The trial court stated that the only way to give a common-sense meaning to the statutes at issue, and give LSA-R.S. 17:81.4 any kind of meaning, was to find the reduction in force statute controlling. Finding that BESE and the school board acted in compliance with the RIF statute and procedures, the trial court dismissed plaintiffs suit.
|inWe agree. Plaintiff was not removed from office. Rather, her position was eliminated. There were no “written and signed charges of willful neglect of duty, or incompetency, or dishonesty.” By the plain language of the statute, the provisions of LSA-R.S. 17:45 regarding the removal of a tenured teacher in a special school are not applicable in this matter. Further, a statute must be applied and interpreted in a manner that is logical and consistent with the presumed purpose and intent of the legislature. SWAT 24 Shreveport Bossier, Inc. v. Bond, 00-1695, pp. 11-12 (La.6/29/01), 808 So.2d 294, 302. Thus, we must interpret the RIF statute under the assumption that the legislature was aware of the tenure law at the time LSA-R.S. 17:81.4 was passed. See M.J. Farms, Ltd., 07-2371 at pp. 13-14, 998 So.2d at 27. Additionally, we note that pursuant to the RIF statute, an employee has the right to request in writing a review of an action resulting from implementation of a RIF and to pursue the matter through the school board’s adopted grievance procedure. LSA-R.S. 17:81.4 D(5). We conclude that the trial court was correct in finding the RIF statute controlling.

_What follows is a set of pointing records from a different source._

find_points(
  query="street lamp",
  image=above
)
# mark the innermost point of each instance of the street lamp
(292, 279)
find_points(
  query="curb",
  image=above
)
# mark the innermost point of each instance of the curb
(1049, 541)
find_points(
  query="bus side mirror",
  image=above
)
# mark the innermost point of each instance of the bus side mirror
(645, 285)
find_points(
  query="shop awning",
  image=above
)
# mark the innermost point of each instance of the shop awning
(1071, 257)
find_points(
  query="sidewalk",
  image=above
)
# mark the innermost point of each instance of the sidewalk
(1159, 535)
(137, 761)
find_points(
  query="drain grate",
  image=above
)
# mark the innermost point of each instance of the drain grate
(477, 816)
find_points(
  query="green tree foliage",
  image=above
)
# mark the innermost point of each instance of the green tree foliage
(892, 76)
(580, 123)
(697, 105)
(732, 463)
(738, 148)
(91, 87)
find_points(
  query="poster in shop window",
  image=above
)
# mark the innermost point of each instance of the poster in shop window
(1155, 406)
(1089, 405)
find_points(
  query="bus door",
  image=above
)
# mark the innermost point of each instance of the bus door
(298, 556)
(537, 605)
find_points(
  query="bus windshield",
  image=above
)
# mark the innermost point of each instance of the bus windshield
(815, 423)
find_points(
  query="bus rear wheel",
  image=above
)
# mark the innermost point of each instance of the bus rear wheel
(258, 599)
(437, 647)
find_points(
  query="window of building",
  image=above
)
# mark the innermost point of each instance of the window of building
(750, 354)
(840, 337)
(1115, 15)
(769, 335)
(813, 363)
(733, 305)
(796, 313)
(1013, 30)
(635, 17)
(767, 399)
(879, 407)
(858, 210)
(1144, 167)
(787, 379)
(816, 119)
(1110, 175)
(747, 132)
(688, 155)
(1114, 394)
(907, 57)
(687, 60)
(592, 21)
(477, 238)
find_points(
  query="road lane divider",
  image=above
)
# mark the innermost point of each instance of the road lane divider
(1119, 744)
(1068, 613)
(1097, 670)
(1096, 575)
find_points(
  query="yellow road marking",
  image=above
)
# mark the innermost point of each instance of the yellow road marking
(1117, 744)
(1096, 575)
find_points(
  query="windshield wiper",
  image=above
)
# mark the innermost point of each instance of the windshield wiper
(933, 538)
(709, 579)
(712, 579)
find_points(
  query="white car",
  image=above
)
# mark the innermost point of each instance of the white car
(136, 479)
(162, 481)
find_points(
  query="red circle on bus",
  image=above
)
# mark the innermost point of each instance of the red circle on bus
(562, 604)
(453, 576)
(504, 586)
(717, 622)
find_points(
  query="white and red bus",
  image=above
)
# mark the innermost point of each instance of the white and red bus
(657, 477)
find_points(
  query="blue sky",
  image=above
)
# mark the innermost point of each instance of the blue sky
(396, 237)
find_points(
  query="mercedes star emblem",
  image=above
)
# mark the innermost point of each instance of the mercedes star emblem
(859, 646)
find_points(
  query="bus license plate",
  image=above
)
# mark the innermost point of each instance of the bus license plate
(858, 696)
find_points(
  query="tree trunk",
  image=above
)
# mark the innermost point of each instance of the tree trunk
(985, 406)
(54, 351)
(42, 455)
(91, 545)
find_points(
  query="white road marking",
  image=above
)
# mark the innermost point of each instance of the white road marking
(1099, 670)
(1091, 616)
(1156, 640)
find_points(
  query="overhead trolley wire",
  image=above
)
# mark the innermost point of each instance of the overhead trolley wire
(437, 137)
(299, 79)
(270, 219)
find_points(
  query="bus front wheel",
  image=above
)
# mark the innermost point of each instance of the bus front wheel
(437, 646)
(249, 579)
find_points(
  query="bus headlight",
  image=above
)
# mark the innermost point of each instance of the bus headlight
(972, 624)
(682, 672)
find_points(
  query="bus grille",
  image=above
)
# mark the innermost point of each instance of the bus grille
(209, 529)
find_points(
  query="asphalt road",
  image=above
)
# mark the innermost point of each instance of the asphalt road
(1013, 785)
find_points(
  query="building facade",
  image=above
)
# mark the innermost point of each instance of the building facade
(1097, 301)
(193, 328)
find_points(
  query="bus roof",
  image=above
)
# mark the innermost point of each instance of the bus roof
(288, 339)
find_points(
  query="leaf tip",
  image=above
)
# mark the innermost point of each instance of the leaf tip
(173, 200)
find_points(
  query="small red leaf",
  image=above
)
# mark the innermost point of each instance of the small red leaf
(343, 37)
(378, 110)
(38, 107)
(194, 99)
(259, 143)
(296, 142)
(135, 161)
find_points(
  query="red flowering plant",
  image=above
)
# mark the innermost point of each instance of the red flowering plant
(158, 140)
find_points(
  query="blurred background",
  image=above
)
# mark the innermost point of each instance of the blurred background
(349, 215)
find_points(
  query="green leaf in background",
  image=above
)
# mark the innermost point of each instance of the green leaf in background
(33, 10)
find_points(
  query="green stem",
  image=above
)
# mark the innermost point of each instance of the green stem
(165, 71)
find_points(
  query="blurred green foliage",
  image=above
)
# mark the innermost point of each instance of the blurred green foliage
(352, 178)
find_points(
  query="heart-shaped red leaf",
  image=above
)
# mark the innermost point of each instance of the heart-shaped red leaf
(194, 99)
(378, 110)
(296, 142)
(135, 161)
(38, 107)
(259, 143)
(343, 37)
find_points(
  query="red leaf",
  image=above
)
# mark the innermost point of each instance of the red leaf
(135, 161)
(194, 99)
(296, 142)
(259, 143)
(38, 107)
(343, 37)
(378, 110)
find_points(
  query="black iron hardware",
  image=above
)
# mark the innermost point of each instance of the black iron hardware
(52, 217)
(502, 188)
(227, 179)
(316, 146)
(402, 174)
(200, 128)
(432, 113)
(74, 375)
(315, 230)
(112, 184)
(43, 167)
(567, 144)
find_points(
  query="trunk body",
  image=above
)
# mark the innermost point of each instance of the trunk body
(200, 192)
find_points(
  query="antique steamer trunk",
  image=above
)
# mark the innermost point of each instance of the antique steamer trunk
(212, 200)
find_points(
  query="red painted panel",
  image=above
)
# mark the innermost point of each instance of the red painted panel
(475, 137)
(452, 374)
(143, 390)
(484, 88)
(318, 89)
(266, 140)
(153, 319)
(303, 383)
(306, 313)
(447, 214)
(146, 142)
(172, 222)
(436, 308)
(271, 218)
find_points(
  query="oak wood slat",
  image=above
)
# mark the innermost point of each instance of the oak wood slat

Accordingly, upon our de novo review of the record, the trial court properly denied the motion for summary judgment filed by plaintiff, granted BESE’s motion for summary judgment, and dismissed plaintiffs suit.
CONCLUSION
The judgment of the trial court is affirmed. All costs of this appeal are assessed to the plaintiff-appellant.
AFFIRMED.
GAIDRY, J. dissents with reasons.
. The word "except” was obviously intended to be placed before the phrase “in compliance with,” but was inadvertently omitted. See LSA-R.S. 17:444 A(2). Otherwise, if the language of LSA-R.S. 17:45 A(3) is read literally, a promoted permanent teacher in a special school could never be removed or disciplined under Subsection A(2) for "wilful neglect of duty, or incompetency, or dishonesty.” Such an interpretation would, of course, be absurd.